In Scenario 4, Attacker A’s right palm plays the role of the initial ball, while his left shoulder and center play the role of the ball at the other end of the row that is flung up by the impact of the initial ball. Defender B plays the role of the balls that remain suspended motionless in the middle and merely transmit the force back and forth.
Notice that this technique does not depend on a given weight distribution among the feet, but rather a transfer of energy through the torso that can be accomplished with various weight distributions. Notice also that the difference between Scenario 2 and Scenario 4 is not so much in the disposition of Defender B’s body, but rather what he does with it. In this exercise, one becomes double weighted simply by not using the mind to split the body into empty and full, not by failing to assume a particular posture. This failure can result from many different causes, such as ignorance, inattention, distraction, or inexperience, but rarely merely from faulty initial positioning.
Notice also that the body cannot act by itself to product this effect. Both mind and body must act. One cannot separate empty and full in the mind alone or allow the body to act like a mindless dead weight independently of the mind’s control. Merely “yielding,” being “soft,” or “relaxing” are insufficient to product the effect, although these qualities are involved. Notice also that Defender B must adjust the “degree” of emptiness and fullness absolutely in accordance with the movement of Attacker A’s push and cannot control the essential speed of the action. Defender B must “forget himself and follow the other.” Any attempt to control the timing interferes with the free circulation of the energy. Allowing the right elbow to “relax” and go limp will defeat the purpose of the movement, since the right palm will not become full. Likewise, trying to “push” independently by flexing the right shoulder or elbow in isolation will not work, since this intent splits the one action (which has a yin and yang aspect) into two separate ones. This destroys the Taiji relationship between the two.
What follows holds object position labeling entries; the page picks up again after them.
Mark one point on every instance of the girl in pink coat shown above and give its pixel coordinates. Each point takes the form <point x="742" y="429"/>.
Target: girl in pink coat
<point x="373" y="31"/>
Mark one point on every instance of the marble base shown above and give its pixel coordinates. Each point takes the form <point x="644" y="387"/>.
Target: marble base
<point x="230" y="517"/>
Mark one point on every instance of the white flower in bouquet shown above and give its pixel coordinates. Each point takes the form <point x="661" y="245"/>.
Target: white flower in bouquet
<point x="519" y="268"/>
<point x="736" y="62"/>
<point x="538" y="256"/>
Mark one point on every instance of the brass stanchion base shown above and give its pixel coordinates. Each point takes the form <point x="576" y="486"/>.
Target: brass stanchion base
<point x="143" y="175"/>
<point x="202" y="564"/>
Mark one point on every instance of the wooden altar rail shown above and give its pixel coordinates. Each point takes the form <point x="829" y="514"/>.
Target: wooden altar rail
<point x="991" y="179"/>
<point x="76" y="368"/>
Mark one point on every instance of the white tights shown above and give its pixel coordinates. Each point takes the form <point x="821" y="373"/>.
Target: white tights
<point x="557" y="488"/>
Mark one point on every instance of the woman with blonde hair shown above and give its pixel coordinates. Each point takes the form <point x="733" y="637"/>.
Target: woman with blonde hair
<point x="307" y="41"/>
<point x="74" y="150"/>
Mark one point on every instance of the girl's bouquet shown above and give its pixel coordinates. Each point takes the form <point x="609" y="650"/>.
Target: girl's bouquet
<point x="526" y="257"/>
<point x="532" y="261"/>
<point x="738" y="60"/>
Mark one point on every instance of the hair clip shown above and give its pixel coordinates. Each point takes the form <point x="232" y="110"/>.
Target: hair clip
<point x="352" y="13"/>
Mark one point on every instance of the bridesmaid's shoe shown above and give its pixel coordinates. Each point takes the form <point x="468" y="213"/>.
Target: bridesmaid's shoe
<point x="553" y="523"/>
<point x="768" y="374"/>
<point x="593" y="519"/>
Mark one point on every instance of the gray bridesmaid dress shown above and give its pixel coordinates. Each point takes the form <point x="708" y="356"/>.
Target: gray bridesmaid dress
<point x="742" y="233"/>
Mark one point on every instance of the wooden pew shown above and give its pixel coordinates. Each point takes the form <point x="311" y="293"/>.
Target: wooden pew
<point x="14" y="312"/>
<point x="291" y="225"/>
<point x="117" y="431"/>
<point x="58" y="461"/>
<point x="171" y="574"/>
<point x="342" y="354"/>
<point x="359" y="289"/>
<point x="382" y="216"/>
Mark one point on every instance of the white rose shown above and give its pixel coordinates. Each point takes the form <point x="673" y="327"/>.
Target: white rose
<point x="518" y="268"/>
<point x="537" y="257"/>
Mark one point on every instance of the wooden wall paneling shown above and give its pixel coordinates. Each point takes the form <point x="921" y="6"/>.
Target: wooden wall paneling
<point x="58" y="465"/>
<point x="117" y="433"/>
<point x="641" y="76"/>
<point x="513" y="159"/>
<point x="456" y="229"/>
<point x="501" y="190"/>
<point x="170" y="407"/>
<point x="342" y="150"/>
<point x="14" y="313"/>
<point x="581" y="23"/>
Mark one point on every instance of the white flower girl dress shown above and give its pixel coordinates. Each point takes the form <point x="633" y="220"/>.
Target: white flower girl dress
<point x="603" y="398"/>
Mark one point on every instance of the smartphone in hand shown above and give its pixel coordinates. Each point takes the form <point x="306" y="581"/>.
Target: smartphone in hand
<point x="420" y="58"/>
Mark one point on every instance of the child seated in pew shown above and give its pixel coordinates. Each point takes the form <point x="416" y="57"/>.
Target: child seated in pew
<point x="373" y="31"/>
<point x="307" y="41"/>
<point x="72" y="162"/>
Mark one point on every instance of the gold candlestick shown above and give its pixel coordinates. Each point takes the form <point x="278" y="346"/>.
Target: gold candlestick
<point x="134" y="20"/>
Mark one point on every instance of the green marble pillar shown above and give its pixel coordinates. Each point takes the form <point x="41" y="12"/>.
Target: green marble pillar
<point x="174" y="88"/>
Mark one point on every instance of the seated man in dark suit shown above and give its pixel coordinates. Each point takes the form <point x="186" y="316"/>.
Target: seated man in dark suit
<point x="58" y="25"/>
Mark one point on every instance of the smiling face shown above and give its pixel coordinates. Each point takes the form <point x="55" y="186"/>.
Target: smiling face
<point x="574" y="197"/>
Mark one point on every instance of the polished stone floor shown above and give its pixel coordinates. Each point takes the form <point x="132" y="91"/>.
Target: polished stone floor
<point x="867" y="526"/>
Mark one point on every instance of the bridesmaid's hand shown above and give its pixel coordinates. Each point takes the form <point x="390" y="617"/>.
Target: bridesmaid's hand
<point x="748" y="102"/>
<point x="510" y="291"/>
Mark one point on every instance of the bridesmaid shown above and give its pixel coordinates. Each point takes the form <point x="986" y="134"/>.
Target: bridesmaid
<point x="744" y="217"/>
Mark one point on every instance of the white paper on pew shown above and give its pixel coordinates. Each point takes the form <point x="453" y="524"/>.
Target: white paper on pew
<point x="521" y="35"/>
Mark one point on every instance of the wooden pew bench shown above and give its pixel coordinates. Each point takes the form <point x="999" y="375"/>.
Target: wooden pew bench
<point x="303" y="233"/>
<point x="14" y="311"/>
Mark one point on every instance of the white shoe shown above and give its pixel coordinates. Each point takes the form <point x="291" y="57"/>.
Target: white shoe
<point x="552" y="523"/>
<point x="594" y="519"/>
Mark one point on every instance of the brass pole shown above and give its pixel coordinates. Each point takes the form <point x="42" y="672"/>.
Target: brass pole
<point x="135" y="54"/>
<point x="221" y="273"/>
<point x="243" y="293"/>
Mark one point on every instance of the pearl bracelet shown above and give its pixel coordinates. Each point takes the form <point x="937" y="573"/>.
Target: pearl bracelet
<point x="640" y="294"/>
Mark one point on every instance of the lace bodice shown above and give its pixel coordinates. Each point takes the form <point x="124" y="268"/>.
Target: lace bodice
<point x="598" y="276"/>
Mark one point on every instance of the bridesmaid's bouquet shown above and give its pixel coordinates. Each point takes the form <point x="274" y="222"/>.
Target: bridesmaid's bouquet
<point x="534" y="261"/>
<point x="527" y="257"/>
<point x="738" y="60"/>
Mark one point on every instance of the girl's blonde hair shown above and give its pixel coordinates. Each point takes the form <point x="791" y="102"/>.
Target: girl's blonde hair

My understanding of the rationale behind splitting your body into full and empty is that it allows the opponent’s Jin to flow into you, through you, and back out. If one does not do this, the opponent’s Jin will stop in you and cause damage or upset your root. The idea then is to allow the opponent’s energy to circulate in unrestricted fashion through your body, rather than to promote positional flexibility that will allow you to launch other techniques.
The Scenarios I have sketched out above are limited in many ways. For instance, I have only described a simple horizontal waist rotation that Defender B can perform. It is my belief that other postures from the form exhibit other ways to circulate energy, such as between the feet or vertically through the torso. I welcome anyone to point out limitations in my scenarios to refute my points or to build on them to make other ones.
I think these scenarios can be used to illustrate other related points of Taijiquan’s theories, such as: Why you must “launch second, but get their first,” why remaining in contact is so important, why you must “know your opponent and not let him or her know you,” why keeping the body “song” is so important, etc. I interpret all these admonitions in a somewhat specific and literal fashion in the context of Taijiquan, rather than merely as exhortations to develop one’s skill to a high level.